You've probably had that feeling many times before in your life: walking away from the cinema after watching a movie that was so completely awful you found yourself wondering how such an obviously terrible idea ever made it past the hundreds of folks who should have known better (and had to pay for it to boot) all the way to your multiplex. Apparently such poor judgment is not limited to Hollywood.

A recent advertorial temporarily unleashed on a soon-to-be appalled public was intended to highlight environmental efforts around the world related to the 10-10-2010 campaign, a global effort to direct practical good sense on judicious energy use and measures to combat climate change related to our profligate lifestyles. I suppose it was intended to out-python Monty Python or some such thing (or perhaps I just don't understand British humor, though I still laugh about their comic antics in my homeland), but the 10/10 campaign's "no pressure" video (no, sorry, don't plan to link to it), which includes scenes of pert English school children blown to bits after refusing to commit to small works of mercy to prevent climate change, didn't leave me scratching my head as much as covering my eyes. As my two-year-old is fond of saying: "Wha th' h-ache?!"

Instead of publicizing the campaign, of course, this jaw-dropping public disservice announcement has unleashed the rhetorical dogs of war; climate change skeptics have seized on the video—now pulled out of internet service but widely viewable on YouTube and elsewhere—to pronounce all proponents of real-world lifestyle changes meant to diminish climate change effects as eco-nazis eager to liquidate anyone who doesn't agree with them. Unfortunately after looking at the video, it's hard to argue that counter-reaction is over-the-top, really. The 10/10 video was meant to be in poor taste (it succeeds mightily), and I guess intended to shock viewers into thinking seriously about climate change and their personal contribution to it, but after watching it the only thought I could muster was a simple: "What the $%^ were they thinking?"

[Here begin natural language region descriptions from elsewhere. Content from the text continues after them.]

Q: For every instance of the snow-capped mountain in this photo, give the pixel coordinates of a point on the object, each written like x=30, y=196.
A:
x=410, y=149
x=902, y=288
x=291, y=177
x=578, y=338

After a classic non-apology on Friday, "we're sorry if someone was offended … ", the director of 10/10 issued a more forthright statement today. It will not be enough to quell the rhetorical furor this poorly conceived idea is generating, nor do much to mitigate the damage it has done. A resignation or two would be a more effective gesture of accountability at this point.

Bill McKibben is among the notable environmentalists who managed a more cerebral response to the video than moi, so I'll let him have the last word on what is surely a bad day for environmentalists everywhere (through no fault of their own): "The climate skeptics can crow. It’s the kind of stupidity that hurts our side, reinforcing in people’s minds a series of preconceived notions, not the least of which is that we’re out-of-control and out of touch—not to mention off the wall, and also with completely misplaced sense of humor . . . . What makes it so depressing is that it’s the precise opposite of what the people organizing around the world for October 10 are all about. In the first place, they’re as responsible as it’s possible to be:  They’ll spend the day putting up windmills and solar panels, laying out bike paths and digging community gardens. And in the second place, they’re doing it because they realize kids are already dying from climate change, and that many many more are at risk as the century winds on. Killing people is, literally, the last thing we want."